メラトニンは、脳の中心部に位置する松果体という器官から分泌される、睡眠を促すホルモンの一種です。メラトニンには睡眠導入以外にも、骨粗鬆症の予防、発がん予防、慢性炎症の軽減など、さまざまな効能があることが知られています。
約800名の気管内挿管を受けていた重症のCOVID-19患者について調べたところ、メラトニンの処方を受けた患者では、死亡者が13%にまで減少すること、すなわち死亡リスクが87%減少することが確認されました。こうした現象は、メラトニンが持つ抗炎症作用に起因するものと考えられています。
さらに、約26000名について調べた別の研究では、メラトニン服用者では、血清学的にCOVID-19陽性となる率が28%減少するとしています。この傾向は米国の黒人ではさらに大きくなり52%も減少するということです。なぜこのような減少が起きるのかについては諸説があり、確かな理由は不明です。

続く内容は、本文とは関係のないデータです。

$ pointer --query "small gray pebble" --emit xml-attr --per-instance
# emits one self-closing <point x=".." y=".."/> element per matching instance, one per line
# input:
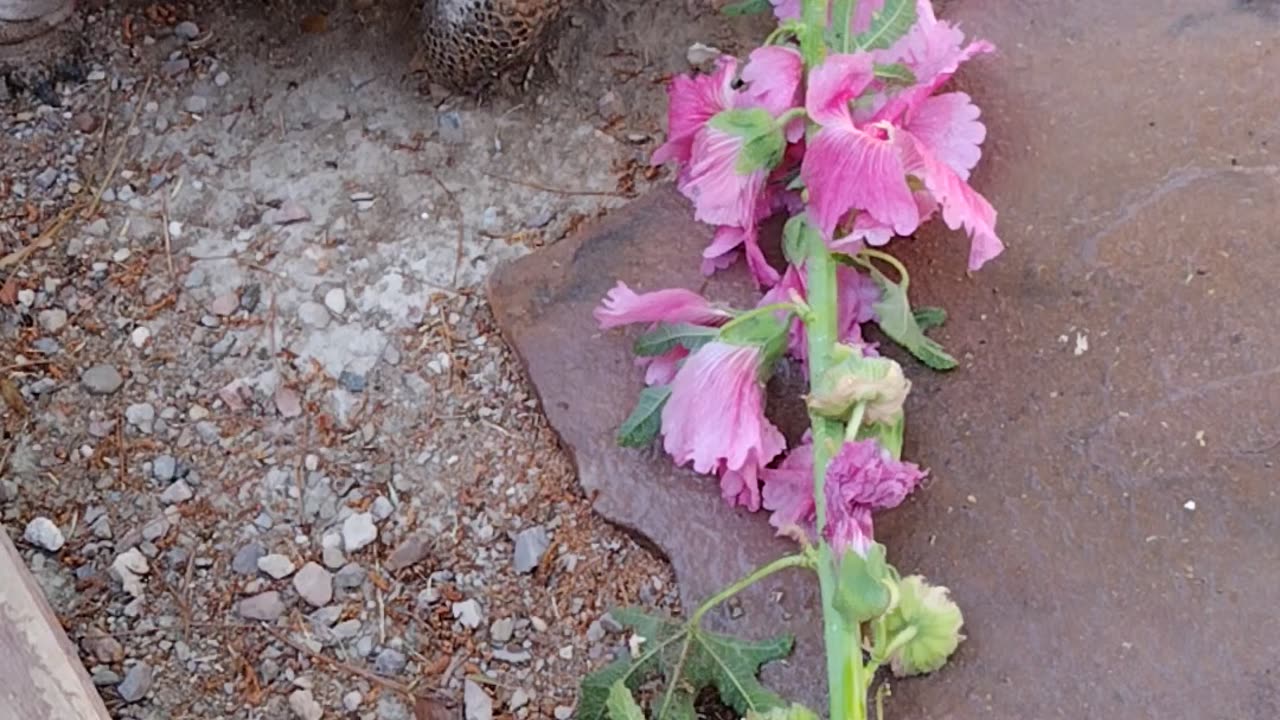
<point x="137" y="683"/>
<point x="164" y="468"/>
<point x="246" y="559"/>
<point x="101" y="379"/>
<point x="389" y="662"/>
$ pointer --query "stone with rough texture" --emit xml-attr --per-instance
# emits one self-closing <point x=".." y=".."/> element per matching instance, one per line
<point x="476" y="703"/>
<point x="359" y="531"/>
<point x="530" y="546"/>
<point x="263" y="606"/>
<point x="315" y="584"/>
<point x="1055" y="507"/>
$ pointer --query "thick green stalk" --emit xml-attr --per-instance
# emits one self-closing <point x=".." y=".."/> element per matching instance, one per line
<point x="845" y="670"/>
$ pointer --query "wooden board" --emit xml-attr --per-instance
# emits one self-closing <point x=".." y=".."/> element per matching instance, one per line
<point x="40" y="673"/>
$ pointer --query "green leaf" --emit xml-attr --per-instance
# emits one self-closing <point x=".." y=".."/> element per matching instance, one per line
<point x="748" y="8"/>
<point x="841" y="24"/>
<point x="862" y="593"/>
<point x="621" y="705"/>
<point x="763" y="142"/>
<point x="890" y="436"/>
<point x="645" y="420"/>
<point x="929" y="318"/>
<point x="887" y="26"/>
<point x="895" y="73"/>
<point x="794" y="240"/>
<point x="689" y="660"/>
<point x="667" y="336"/>
<point x="894" y="315"/>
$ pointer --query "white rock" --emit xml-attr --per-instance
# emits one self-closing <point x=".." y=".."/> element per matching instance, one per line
<point x="336" y="300"/>
<point x="467" y="613"/>
<point x="128" y="566"/>
<point x="359" y="531"/>
<point x="275" y="565"/>
<point x="44" y="533"/>
<point x="476" y="702"/>
<point x="305" y="706"/>
<point x="315" y="584"/>
<point x="140" y="336"/>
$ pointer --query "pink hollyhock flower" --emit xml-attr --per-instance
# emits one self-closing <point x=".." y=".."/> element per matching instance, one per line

しかし基礎研究では、メラトニンがミトコンドリア内部のある種のタンパク質を増やすことによって、抗炎症作用をサポートすることが知られています。臨床でのメラトニンの効果はこうしたメカニズムによるものかもしれません。
メラトニンは人間だけでなく、多くの生物が利用しているホルモンの一つです。もともと体内で利用している成分ですので、サプリメントとして服用しても顕著な副作用はありません。COVID-19感染対策の一つとして、メラトニンを利用することをお勧めします。